# Insurance



## lewharve (Apr 17, 2002)

we found a boat and had a survey but the insurance quotes have been outragous more than a car. why


----------



## CaptainForce (Jan 1, 2006)

Full coverage? A wood boat? ...In Florida during hurricane season? An old boat? What is outrageous?
I would likely agree, as I have a 1973 boat with Florida registration and was quoted a cost of 8.5% the value of my boat/year; therefore, I carry liability only. Take care and joy, Aythya crew


----------



## fmueller (Mar 14, 2012)

Speaking of insurance... 

Do most Marina's require both liability and Hull insurance? Or is liability only generally sufficient? I can understand the liability piece, but why would they require the Hull insurance?

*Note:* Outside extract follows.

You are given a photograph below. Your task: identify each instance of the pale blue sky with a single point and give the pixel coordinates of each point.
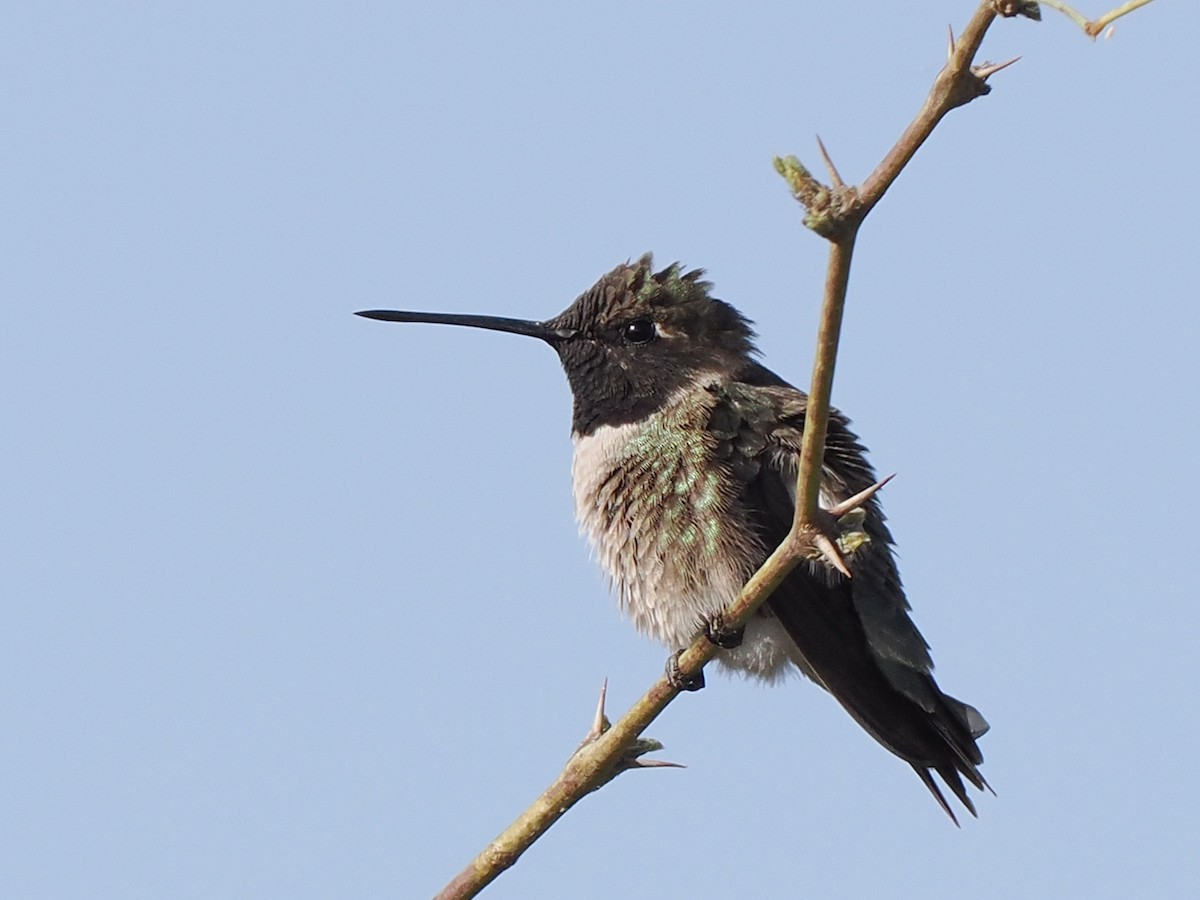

Does anyone even write Hull insurance policies for 40 year old boats with really low value? My boat was free (to me) so I can't really imagine spending a lot of money on hull insurance (or even a survey which I think is required for most hull insurance, right?)

~fortunat


----------



## Squidd (Sep 26, 2011)

Exactly....


----------



## wingNwing (Apr 28, 2008)

The other factor besides cruising area that will hugely affect the cost of your insurance is your sailing resume. Documented training courses? Boat-owning history?

I'd assume most marinas are more interested in your liability than your hull coverage (if your boat is damaged that makes it your problem, they only care about damage you do to others or to their docks) but I can't say that definitely since we have both insurances - this boat is our only home.


----------



## lewharve (Apr 17, 2002)

the boat is a 1980 CAL 39 and we will keep it in fla this year. as we work for FEMA during hurrican season we can put it up. but we plan to sail at least to philly next year. so if I just carried liability it would be less than a grand do you think?
if you live abord at least 51% of the time, FEMA will help to repair the boat if it is in a declared disaster.


----------



## MarkSF (Feb 21, 2011)

Having got boat insurance for the first time last year, I can tell you the quotes were all over the map.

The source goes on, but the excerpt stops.